Quel «qualcuno» che ha convinto Draghi della bontà del green pass è da ricercare nel centrosinistra, immagino.
Ma non solo. Dividerei equamente le responsabilità tra Speranza e Brunetta. Se sento parlare i ministri di Forza Italia, faccio fatica a capire se non militino nello stesso partito di quelli del Pd. E qui si pone un problema politico più ampio, per una forza nata per essere liberale che oggi appoggia questo scempio del green pass.

Nel governo che ha varato il lasciapassare vaccinale, però, c'è anche la Lega.
Che ha commesso un grosso errore. Ne ha sottovalutato la portata distruttiva, illudendosi che fosse un problema di minoranza. Invece i dati dimostrano che non è affatto così. Uno studio dell'università Cattolica di Milano, su un campione di seimila persone, molte di più di quelle che normalmente vengono intervistate sulle intenzioni di voto, dimostra che il 48% degli italiani è contrario al green pass. E infatti la Lega lo sta pagando.

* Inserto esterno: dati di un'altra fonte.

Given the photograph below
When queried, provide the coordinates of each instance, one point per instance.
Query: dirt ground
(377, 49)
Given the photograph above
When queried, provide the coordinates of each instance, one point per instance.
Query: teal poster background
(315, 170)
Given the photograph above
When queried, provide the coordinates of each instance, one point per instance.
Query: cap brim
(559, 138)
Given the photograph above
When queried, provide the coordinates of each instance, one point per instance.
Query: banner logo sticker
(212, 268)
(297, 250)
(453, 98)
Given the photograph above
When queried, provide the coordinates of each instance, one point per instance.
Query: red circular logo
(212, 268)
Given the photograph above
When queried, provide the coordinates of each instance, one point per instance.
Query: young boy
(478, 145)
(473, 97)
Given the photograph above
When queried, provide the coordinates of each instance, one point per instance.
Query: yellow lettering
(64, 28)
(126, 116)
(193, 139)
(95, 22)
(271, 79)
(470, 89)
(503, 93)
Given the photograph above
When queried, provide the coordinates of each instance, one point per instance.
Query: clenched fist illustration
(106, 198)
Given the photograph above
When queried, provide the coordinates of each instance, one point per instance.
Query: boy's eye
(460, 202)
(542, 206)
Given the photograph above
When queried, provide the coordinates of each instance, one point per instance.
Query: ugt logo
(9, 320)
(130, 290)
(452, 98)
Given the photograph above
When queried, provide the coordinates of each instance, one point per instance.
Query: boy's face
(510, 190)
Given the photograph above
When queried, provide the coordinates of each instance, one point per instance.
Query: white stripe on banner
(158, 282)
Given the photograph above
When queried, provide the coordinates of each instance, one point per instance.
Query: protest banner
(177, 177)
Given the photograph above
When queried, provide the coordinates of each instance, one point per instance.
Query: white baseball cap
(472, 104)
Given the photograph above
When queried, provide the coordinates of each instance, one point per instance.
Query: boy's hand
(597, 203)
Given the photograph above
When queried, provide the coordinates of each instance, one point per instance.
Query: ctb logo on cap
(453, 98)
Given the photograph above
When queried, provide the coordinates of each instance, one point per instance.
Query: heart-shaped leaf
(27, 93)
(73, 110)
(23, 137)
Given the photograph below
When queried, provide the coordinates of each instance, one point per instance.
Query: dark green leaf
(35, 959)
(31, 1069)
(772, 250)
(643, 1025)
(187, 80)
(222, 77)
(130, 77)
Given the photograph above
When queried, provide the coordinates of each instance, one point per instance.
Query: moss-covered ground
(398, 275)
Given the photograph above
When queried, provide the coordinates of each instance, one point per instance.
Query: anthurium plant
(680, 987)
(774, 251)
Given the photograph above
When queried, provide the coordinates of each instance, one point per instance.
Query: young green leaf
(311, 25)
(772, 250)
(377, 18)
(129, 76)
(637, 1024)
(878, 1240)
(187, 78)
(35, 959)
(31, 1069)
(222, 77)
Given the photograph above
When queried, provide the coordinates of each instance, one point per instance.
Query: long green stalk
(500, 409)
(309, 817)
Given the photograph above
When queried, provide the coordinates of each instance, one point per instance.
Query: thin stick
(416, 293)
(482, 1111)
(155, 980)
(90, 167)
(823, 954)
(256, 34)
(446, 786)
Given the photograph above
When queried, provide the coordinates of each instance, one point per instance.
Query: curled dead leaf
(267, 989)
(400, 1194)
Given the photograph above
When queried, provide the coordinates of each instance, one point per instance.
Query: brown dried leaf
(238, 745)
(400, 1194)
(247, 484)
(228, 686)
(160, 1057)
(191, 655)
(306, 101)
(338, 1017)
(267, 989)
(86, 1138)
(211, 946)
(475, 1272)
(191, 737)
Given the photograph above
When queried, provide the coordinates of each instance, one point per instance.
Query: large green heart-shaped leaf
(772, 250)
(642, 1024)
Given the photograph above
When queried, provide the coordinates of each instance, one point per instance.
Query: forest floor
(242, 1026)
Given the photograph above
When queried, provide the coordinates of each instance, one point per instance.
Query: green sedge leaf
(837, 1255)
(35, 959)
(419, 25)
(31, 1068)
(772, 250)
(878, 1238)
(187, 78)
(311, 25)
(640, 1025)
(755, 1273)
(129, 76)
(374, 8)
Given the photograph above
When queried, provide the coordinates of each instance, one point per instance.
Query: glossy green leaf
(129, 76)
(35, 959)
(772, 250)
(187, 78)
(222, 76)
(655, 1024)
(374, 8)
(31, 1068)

Questo è il motivo per cui stanno emergendo così fortemente le fratture interne?
Direi di sì. L'ala nordista e governista, che farebbe capo a Giorgetti, Zaia e Fedriga e che ha appoggiato il green pass, in realtà ha mandato al macero l'essenza stessa della Lega. Che nasce come un movimento duro e molto convinto sui temi sociali, come l'immigrazione o le questioni religiose, ma anche fortemente libertario e liberista a livello economico. Infatti l'elettorato storico della Lega è arrabbiato, nei confronti di questa presa di posizione quasi entusiastica del partito verso il green pass. Hanno tenuto duro soltanto personaggi come Borghi, Siri e Bagnai, che saranno anche gli ultimi arrivati ma hanno ben chiari in testa i valori fondanti della Lega.

E Salvini?
Mi sembra di capire che dia ragione all'ultimo con cui parla.

Fratelli d'Italia è attrezzato a raccogliere e rappresentare questo malcontento?
Finché è all'opposizione è tutto più semplice: può permettersi di godere degli errori altrui. I problemi vengono fuori quando devi governare, quando si misura la qualità della classe dirigente. Secondo me è presto per dire se Fdi è all'altezza. Ammesso e non concesso che la situazione non è irreversibile neppure per la Lega. A mio parere hanno ancora la possibilità di rimediare: non dico di tornare ai fasti delle elezioni europee 2019, ma bisognerà vedere.

Sull'elezione del presidente della Repubblica, chi ha più possibilità realisticamente: Berlusconi, Draghi o qualcun altro?
Secondo me Berlusconi ha più possibilità di quanto si voglia credere. Ogni minuto che passa mi convinco che la sua opzione sia sempre meno surreale e sempre più realistica. Parallelamente, mi sembra che diminuiscano le chance di Draghi. Non lo escludo, sia chiaro, ma ci vorrebbe un concorso di cause forti per portarlo al Quirinale.

Come mai dice questo?
Perché in questo momento non c'è nessuno che abbia l'interesse a farlo. Il Movimento 5 stelle non vuole nemmeno sfiorare di striscio il rischio di andare al voto anticipato, quindi Draghi deve rimanere lì dov'è. Forza Italia ambisce a portare Berlusconi su quella poltrona. Il Pd non fa mistero di volere la conferma di Mattarella. Quindi, alla fine della fiera, Draghi non è la prima scelta di nessuno. Poi le elezioni possono andare nella maniera più strana e imprevedibile, quindi non è detto che non ce la faccia. Ma in questo momento l'opzione non è gettonatissima.